Long-term analysis of emotion, sentiment, and aging using photos and text.
The goal of this project is to quantitatively monitor the emotional and physical changes of an individual over periods of time. My thesis is that if you can accurately show emotional or physical change over time, you can objectively pinpoint how an environmental change such as a career change, moving to a new city, starting or ending a relationship, or starting a new habit like going to the gym affected your physical and emotional health. This can lead to important insights on an individual level and for a population as a whole.
We start with two types of datasets. The first is a CSV of emotion, age, and ethnity as output by a photographic emotion detection library by Affectiva. The second type are CSVs of sentiment analysis data from iMessage, Facebook Messenger, 750 Words, and Day One. This data is all in the /data
directory and further organized into directories based on each user - for example, /user/a
refers to user A
's data. I've used letters to label users to protect their privacy. You can read more about the tools I've used to generate these CSVs here.
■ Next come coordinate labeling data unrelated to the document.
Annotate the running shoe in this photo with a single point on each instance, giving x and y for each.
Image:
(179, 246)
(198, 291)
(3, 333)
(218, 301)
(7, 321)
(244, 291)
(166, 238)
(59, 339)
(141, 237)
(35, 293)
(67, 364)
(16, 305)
First, I'll import a few libraries. I'll use Pandas to clean up the data and then Plotly to visualize it.
import os
import datetime
import numpy as np
import pandas as pd
import plotly
import plotly.offline as py
Next I tell Plotly and Python to use offline mode.
py.init_notebook_mode(connected=True)
I start by setting a few variables for later.
Our data is stored in the data directory:
data_directory = '../data'
I'm going to do this analysis on the first participant, a
:
participant = 'a'
I'm going to use a 30-day moving average to show how emotion and sentiment changes over time:
rolling_mean_window = 30
I'm going to show data from April 2016 to February 2017, since that's the range of time that all of my datasets are available for:
timeframe = ('2016-04-01', '2018-10-13')
Next I'm going to define a function that removes outliers from the dataset. An outlier is defined as any value that is more than 1.5 times greater than the upper bound of the interquartile range or 1.5 times less than the lower bound of the interquartile range. I'll use this on each of the datasets that we import.
def remove_outliers(series):
iqr = (series.quantile(0.25) * 1.5, series.quantile(0.75) * 1.5)
outliers = (series < iqr[0]) | (series > iqr[1])
return series[~outliers]
I'll also define a function to normalize the data such that all values are scaled to a range of -1 to 1.
def normalize(series):
min = series.min()
max = series.max()
return ((series - min) / (max - min) - 0.5) * 2
Finally I'll create an empty dataframe to store the cleaned-up, normalized data.
data = pd.DataFrame()
Now that everything is set up for the analysis, I'll read the CSV into a dataframe and output the first few rows to see what kind of data I'm working with:
lifeslice = pd.read_csv(data_directory + '/' + participant + '/lifeslice.csv', parse_dates=[['date', 'time']], index_col=['date_time']).dropna()
lifeslice.tail()
Now for the fun part. I'm going to remove outliers from each of the datasets, normalize them all to a scale of -1 to 1, and then put the columns of interest into a single dataframe.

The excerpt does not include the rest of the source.